There is even an entire chapter devoted to one of Potemkin's very few unsuccessful projects: the attempt to forge a mutual defense alliance with England (p. 153 - 159). The author is not able to hide his disappointment as he speculates how differently history would have unfolded if he'd been successful (p. 152). For my part, given that the timing of this alliance would have meant Russian Cossack cavalry would have aided British troops in the Revolutionary War, I have to shudder at the implications (which indeed was one of the prime reasons the British ambassador sought it so fervently (p. 151)), but I digress. Suffice it to say that this look into Potemkin's own work as the "First Man of the Empire" covers projects he tackled and difficulties he faced which, having little to do with Catherine, are omitted from biographies of the Empress. This book succeeds in painting Potemkin as more than just "the male half of Catherine the Great," notwithstanding how honored Potemkin himself might have been by such a title.
So Who Should Read It?
Essentially, anyone who has familiarized themselves with Catherine II and now wants to know who this peculiar one-eyed man was to whom she owed so much of her empire's glory, will find this book useful. I find only two very minor complaints with it, and they are the ones I've already made (namely, that it is too short and glosses too quickly over the titular figure's childhood). The author does not, as so many other authors do, presuppose that his reader is familiar with 18th century Russia or with Catherine II, and as the author is Russian, there's no hint of the Russophobic bias that permeates Troyat or Grey's biographies of Catherine, nor the Social Justice Warrior mentality of "let me drop the subject and bitch about America for a dozen pages or so" which rears its head so many times in Massie's work.
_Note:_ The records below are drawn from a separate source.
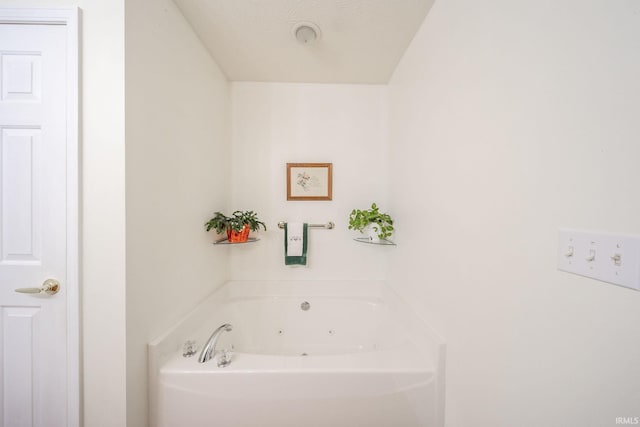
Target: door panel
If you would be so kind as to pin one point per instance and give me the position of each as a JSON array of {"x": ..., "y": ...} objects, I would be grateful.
[{"x": 33, "y": 334}]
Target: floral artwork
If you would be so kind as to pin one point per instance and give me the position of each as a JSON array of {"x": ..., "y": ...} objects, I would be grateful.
[{"x": 309, "y": 181}]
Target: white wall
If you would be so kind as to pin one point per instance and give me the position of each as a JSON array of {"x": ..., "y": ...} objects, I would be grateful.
[
  {"x": 277, "y": 123},
  {"x": 102, "y": 203},
  {"x": 177, "y": 165},
  {"x": 510, "y": 119}
]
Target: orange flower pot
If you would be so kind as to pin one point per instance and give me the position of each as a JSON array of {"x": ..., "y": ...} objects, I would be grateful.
[{"x": 238, "y": 236}]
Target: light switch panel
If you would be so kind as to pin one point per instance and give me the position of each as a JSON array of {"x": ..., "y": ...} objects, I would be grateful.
[{"x": 612, "y": 258}]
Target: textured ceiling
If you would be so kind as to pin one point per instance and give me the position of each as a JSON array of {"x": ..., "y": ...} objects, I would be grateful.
[{"x": 361, "y": 41}]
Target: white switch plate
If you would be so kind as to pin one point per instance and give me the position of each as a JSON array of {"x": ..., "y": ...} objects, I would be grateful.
[{"x": 616, "y": 257}]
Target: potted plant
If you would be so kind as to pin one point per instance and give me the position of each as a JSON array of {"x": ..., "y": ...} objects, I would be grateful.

It's short enough that it doesn't require much commitment (I read it in a week and a half in my limited spare time substitute teaching in a SPED class), and it succeeds in making the reader, if not an expert, at least an "informed party" regarding its titular subject. In light of those two facts, I find little reason for a student of 18th century Russian history not to read it.
Works Cited
History.com Staff. "History's Greatest Love Affair: Catherine the Great and Gregory Potemkin." History.com. Publication date unlisted. Web, 24 Oct, 2020.
https://www.history.co.uk/article/historys-greatest-love-affair-catherine-the-great-and-grigory-potemkin
Westenfield, Adrienne. "The Real Story Behind Catherine the Great's Mythologized Sex Life." Esquire. 21 Oct, 2019. Web. 24 Oct, 2020.